Q-Lab/Tools
Optogenetics
Optogenetics is a cutting-edge technique that uses light to control neurons that have been genetically modified to express light-sensitive ion channels. This tool enables precise temporal and spatial manipulation of neural circuits, allowing researchers to study their functions in vivo.
Chemogenetics
Chemogenetics involves the use of engineered receptors activated by designer drugs to modulate specific neuronal populations. This approach provides a versatile platform for investigating neural circuit dynamics and their behavioral outcomes in a controlled manner.
Patch Clamps
Patch clamp electrophysiology is a gold-standard method for measuring ionic currents in individual cells or small cell populations. It enables high-resolution analysis of the electrical properties of neurons, contributing to a deeper understanding of their physiology.
Fiber Photometry
Fiber photometry is a real-time imaging tool that monitors calcium dynamics or neurotransmitter release in neuronal populations. It provides insights into the activity of specific neural circuits during behavioral tasks.
Extracellular Electrophysiology
Extracellular electrophysiology records the electrical activity of neurons in vivo or in vitro. This technique is critical for understanding network-level interactions and the role of specific neuronal populations in physiological and pathological processes.

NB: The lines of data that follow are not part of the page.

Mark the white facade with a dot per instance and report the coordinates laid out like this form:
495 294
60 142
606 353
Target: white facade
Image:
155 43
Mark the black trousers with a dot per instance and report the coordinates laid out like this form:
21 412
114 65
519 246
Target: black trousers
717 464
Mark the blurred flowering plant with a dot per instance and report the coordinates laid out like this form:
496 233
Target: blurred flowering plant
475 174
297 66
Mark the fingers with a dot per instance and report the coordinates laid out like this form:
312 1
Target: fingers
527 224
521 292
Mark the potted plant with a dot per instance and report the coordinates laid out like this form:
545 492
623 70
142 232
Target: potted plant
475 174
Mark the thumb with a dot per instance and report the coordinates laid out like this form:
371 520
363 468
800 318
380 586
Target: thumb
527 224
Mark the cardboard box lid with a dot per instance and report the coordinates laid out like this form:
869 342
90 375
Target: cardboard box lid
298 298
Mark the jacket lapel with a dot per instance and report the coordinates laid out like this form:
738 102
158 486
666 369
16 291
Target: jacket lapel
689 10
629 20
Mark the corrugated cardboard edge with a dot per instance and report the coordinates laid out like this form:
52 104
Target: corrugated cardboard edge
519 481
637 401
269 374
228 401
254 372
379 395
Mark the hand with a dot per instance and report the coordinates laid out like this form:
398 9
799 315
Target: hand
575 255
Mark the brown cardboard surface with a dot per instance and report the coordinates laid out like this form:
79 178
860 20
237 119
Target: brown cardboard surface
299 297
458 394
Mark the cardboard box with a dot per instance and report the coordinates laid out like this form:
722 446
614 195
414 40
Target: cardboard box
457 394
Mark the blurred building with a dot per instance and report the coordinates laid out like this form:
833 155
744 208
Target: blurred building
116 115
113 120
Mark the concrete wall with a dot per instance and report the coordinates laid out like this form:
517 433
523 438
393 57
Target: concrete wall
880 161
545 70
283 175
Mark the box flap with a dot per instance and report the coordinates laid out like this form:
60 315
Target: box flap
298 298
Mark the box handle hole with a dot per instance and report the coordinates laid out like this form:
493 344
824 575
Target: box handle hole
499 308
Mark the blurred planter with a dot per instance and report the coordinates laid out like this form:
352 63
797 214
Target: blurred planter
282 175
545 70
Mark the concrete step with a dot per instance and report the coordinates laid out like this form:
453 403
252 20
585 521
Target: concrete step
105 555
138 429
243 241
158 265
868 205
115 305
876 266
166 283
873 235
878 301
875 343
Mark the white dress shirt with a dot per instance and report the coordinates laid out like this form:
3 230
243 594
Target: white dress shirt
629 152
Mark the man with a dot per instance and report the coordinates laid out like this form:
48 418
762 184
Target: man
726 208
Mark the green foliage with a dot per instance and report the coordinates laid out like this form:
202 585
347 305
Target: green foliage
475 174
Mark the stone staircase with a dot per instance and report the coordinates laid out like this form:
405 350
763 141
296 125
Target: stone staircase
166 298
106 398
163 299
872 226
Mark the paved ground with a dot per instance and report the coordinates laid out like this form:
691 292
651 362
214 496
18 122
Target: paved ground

XPCT (X-ray Phase-Contrast Tomography)
XPCT is an advanced imaging technique that visualizes soft tissues with high resolution and contrast. This tool is particularly useful for studying structural changes in neural and other biological tissues.
Behavioral Tests
Behavioral tests are experimental protocols designed to evaluate various cognitive, emotional, and motor functions in animal models. These tests provide critical data on how neural manipulations impact behavior.
Animal Husbandry
Animal husbandry involves the care, breeding, and management of laboratory animals in a controlled and ethical environment to ensure reliable experimental outcomes. This includes the generation and maintenance of advanced genetic models such as 5xFAD, AgRP-Cre, and double transgenic lines. These specialized models are crucial for studying complex biological processes like neurodegeneration, metabolism, and neural circuit dynamics.